Interessant an der Stelle ist, das dass Spiel wohl gleich mit DirectX12 Unterstützung daherkommt und dem Vergleichsweise geringen Speicherplatzverbrauch und ich glaube ich habe bis dato noch nie einen Opteron Prozessor in irgendeiner Systemanforderung für ein Spiel gesehen, dabei handelt es sich immerhin um eine alte Piledriver Server CPU von AMD mit 8 Kernen, 8 Threads und 2,3 GHz.



Meine Meinung:
Bin gespannt drauf was Amazon Games da entwickelt hat, ich hatte gehofft mal zwischendurch schon in die Alpha reinsehen zu können, aber ich hatte wohl kein Glück und ehrlich gesagt habe ich nicht gedacht das dass Spiel über Steam erscheinen wird.

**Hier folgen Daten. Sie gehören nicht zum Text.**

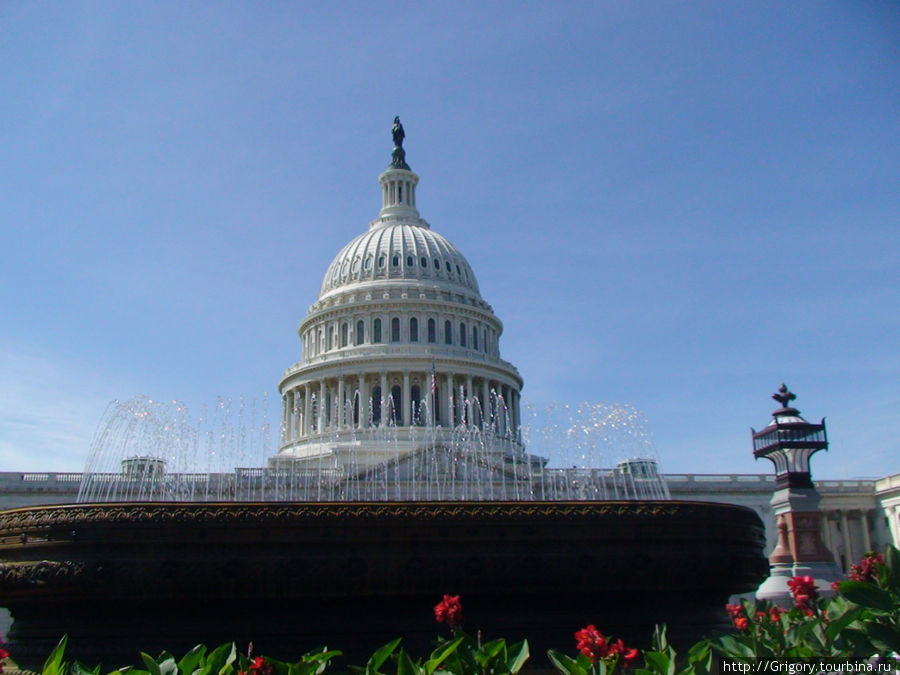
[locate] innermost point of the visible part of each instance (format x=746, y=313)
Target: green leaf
x=565, y=664
x=659, y=663
x=838, y=623
x=518, y=655
x=439, y=655
x=380, y=656
x=152, y=666
x=892, y=570
x=54, y=664
x=885, y=639
x=189, y=661
x=405, y=665
x=867, y=595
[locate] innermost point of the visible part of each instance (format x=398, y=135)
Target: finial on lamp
x=784, y=395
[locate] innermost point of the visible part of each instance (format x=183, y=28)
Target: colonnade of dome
x=399, y=346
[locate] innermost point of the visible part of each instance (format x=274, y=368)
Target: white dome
x=399, y=251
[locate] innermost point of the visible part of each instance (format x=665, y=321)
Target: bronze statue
x=397, y=133
x=398, y=156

Der Preis wundert mich allerdings, da frage ich mich ob es, wie so oft, wieder Mikrotransaktionen gibt und wie sich das Spiel überhaupt finanziert, leider ist die Amazon Seite an der Stelle recht dürftig, kann mir nicht vorstellen das dass ein "One time Purchase" wie damals bspw. Guild Wars 1 wird.


----------



## WoNkA253 (13. Dezember 2019)

Jeretxxo schrieb:


> Der Preis wundert mich allerdings, da frage ich mich ob es, wie so oft, wieder Mikrotransaktionen gibt und wie sich das Spiel überhaupt finanziert, leider ist die Amazon Seite an der Stelle recht dürftig, kann mir nicht vorstellen das dass ein "One time Purchase" wie damals bspw. Guild Wars 1 wird.

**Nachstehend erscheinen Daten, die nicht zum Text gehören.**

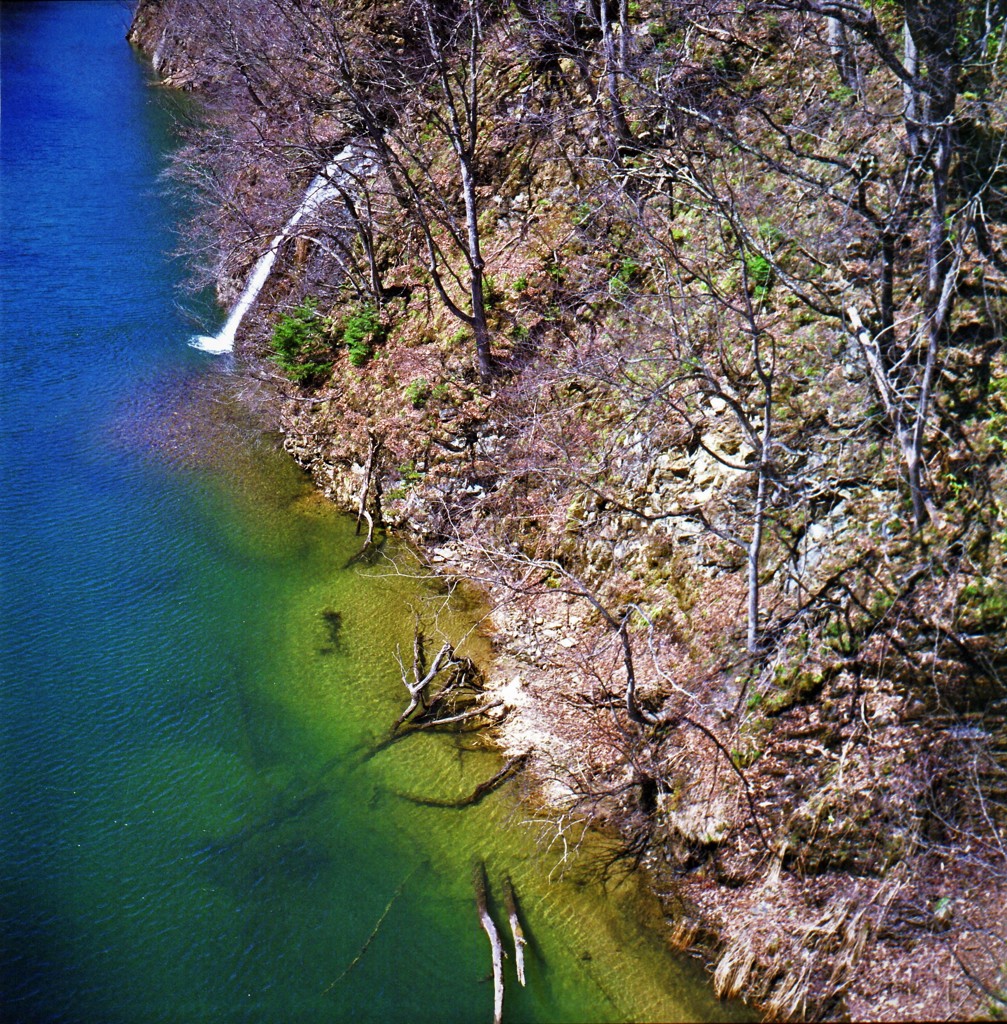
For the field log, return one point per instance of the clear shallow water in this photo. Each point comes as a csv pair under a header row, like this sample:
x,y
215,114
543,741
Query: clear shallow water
x,y
191,827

Ich meine gelesen zu haben, dass hier dann MTX kommen sollen allerdings nur für kosmetische Items.


----------



## Sonmace (18. Dezember 2019)

Wenn man von Trailer ausgeht, kann die Qualität der Blizzard Trailer bei weitem nicht erreicht werden ich hoffe nur das sich das nicht auf das gesamte spiel spiegelt


----------



## RyzA (20. Dezember 2019)

Schade das der MP hier im Vordergrund steht.
Sonst würde es mich interessieren.


----------



## Desrupt0r (20. Dezember 2019)

RyzA schrieb:


> Schade das der MP hier im Vordergrund steht.
> Sonst würde es mich interessieren.



Mit MP meinst du Multiplayer? Finde ich auf jeden Fall auch Schade das in einem MMORPG der Multiplayer im Fokus spielt!  

@Topic Freue mich drauf, könnte nach langer langer Zeit ohne MMOs mal wieder etwas für mich sein.


----------



## RyzA (20. Dezember 2019)

Desrupt0r schrieb:


> Mit MP meinst du Multiplayer? Finde ich auf jeden Fall auch Schade das in einem MMORPG der Multiplayer im Fokus spielt!


Ja das finde ich generell schade.

Ansonsten finde ich Open World und die Lumberyard Engine interessant.


----------